Wer von Iphofen nach Birklingen will, muss weit ausholen: die sonnenbeschienenen Weinberge der Kalb links liegen lassen, eine kurvenreiche Steigung hoch, durch eine Art Märchenwald hindurch und der Straße folgen, die sich zwischen sattgrüne Wiesen schlängelt, von der des nachts ein Krötenheer ausschwärmt.
Am Ziel schmiegt sich der kleine Ort, der einst ein Kloster beherbergte, an einen beschaulichen Weiher. Die pure Idylle also.
So erleben es die vielen Wanderer, die von hier aus ihre Tour in die Natur starten und dann im örtlichen Wirtshaus bei Suppe von der Brunnenkresse, Ricotta-Steinpilzravioli oder Rehschnitzel in der Haselnusskruste einkehren. Doch die Idylle ist nur Fassade. Hinter den Kulissen sind sich die gerade mal 52 Einwohner des kleinen Iphöfer Stadtteils nicht grün.
Der Ort denkt in Lagern, und zumindest einmal im Jahr werden die im Verborgenen schlummernden Ressentiments krachend und für alle sichtbar nach oben gespült.
Explosive Mischung
Am Donnerstagabend hat der Vulkan mal wieder gespuckt, nicht mehr als heiße Luft, wie Beobachter dieses skurrilen Schauspiels meinen. Denn es sind Belanglosigkeiten, die sich zu der explosiven Mischung aufladen. Im vorigen Jahr brachte die Klage mancher Birklingerin über angebliche Touristenmassen in dem Ort die Luft im kleinen Bürgerraum zum Kochen. In der jüngsten Bürgerversammlung war es nun die bescheidene Frage, ob es im Friedhof zukünftig wieder einen Kompostbehälter gebe. Der alte sei nämlich seit kurzem verschwunden.

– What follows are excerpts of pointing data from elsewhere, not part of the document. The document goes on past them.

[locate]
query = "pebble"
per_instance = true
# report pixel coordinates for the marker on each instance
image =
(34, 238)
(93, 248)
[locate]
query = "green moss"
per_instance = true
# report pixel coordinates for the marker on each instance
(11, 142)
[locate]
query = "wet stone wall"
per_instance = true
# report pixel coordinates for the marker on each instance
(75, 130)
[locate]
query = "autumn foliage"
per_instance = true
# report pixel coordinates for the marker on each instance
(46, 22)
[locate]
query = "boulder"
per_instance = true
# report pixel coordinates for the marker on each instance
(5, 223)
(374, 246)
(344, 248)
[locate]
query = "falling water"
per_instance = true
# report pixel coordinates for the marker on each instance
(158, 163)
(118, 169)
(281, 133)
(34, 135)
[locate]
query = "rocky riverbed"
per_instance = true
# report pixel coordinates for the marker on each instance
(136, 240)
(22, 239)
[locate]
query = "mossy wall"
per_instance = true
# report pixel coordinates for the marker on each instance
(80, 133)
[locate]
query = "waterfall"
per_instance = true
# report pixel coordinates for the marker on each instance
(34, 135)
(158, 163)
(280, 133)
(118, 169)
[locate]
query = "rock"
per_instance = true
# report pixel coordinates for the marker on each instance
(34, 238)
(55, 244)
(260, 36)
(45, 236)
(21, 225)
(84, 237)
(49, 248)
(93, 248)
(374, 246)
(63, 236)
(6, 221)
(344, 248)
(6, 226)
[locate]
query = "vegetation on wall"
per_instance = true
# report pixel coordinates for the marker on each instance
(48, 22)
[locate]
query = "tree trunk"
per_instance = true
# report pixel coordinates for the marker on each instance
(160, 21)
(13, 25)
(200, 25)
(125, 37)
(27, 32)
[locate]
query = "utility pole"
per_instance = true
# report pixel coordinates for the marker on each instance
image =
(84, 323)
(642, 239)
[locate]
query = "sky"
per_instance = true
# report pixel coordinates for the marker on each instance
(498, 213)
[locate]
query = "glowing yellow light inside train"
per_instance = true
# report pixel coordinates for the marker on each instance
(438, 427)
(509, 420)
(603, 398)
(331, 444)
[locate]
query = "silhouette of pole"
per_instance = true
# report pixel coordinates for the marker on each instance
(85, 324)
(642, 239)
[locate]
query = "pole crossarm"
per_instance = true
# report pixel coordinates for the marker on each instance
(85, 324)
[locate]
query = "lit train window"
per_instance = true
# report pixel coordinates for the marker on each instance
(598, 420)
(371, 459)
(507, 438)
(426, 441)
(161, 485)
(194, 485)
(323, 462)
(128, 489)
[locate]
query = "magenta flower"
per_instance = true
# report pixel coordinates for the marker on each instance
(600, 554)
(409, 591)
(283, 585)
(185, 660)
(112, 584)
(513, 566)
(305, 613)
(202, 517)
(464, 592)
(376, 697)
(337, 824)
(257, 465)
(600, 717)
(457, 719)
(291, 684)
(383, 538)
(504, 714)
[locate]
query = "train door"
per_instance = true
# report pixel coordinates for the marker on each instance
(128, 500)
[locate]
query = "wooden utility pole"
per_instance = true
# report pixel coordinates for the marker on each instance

Ortssprecher Wolfgang Schwab erhob sich wie bei einem Tribunal von seinem Platz an der Stirnseite des gedrungenen Raums und fühlte sich zu einer Verteidigungsrede genötigt, obwohl er gar nicht angegriffen worden war. Schwab, ein zupackender Mann mit kräftiger Stimme, begann vor den rund 25 Birklingern bedächtig, kam dann immer mehr in Fahrt und steigerte sich schließlich in eine Wutrede, in der er selbst vom zweiten Bürgermeister Ludwig Weigand kaum zu bremsen war. Er, Schwab, sehe nicht ein, den Müll wegzuschaffen, den die Besucher des Friedhofs hinterließen. Als einer erwiderte, er solle sich doch bloß um einen neuen Abfallbehälter kümmern, stellte Schwab fest, nicht er, sondern der neue Kirchenpfleger sei dafür verantwortlich. „Aber du“, so kam es zurück, „bist doch der Ortssprecher.“
Mit Mühe nur schaffte es Weigand, der Stellvertreter des erkrankten Bürgermeisters Josef Mend, die Situation zu beruhigen. Wieder waren die Dinge zum Schluss hin eskaliert, wieder wurden die Verwerfungen allzu sichtbar, die sich quer durch das Dorf ziehen. Ratlos und stumm saßen die wenigen Stadträte am Tisch, überfordert offenbar mit der Situation, die sich in 100 Minuten zuvor nicht angedeutet hatte.
Kaum echte Konfliktherde
Echte Konfliktherde hatte es kaum gegeben. Größtes Problem war offenbar ein Baum, der bei der Dorfsanierung gepflanzt werden soll und manchem Landwirt schon heute im Weg ist. Stadtförster Rainer Fell drang mit seinem Argument („Sie können doch nicht in jedem bebauten Bereich sagen, da darf kein Baum hin“) bei den wenigsten durch. Auch hier positionierte sich Ortssprecher Schwab unmissverständlich: „Wir müssen dort arbeiten. Dann wird der Baum eben umgefahren.“ Die Zeiten hätten sich geändert. Früher habe man mal eine Linde in den Dörfern gehabt, „anno dazumal, als man mit Pferden gefahren ist“. Der Landwirt von heute sitzt meist auf unübersichtlichen Schleppern und hat das zigfache an Pferdestärken.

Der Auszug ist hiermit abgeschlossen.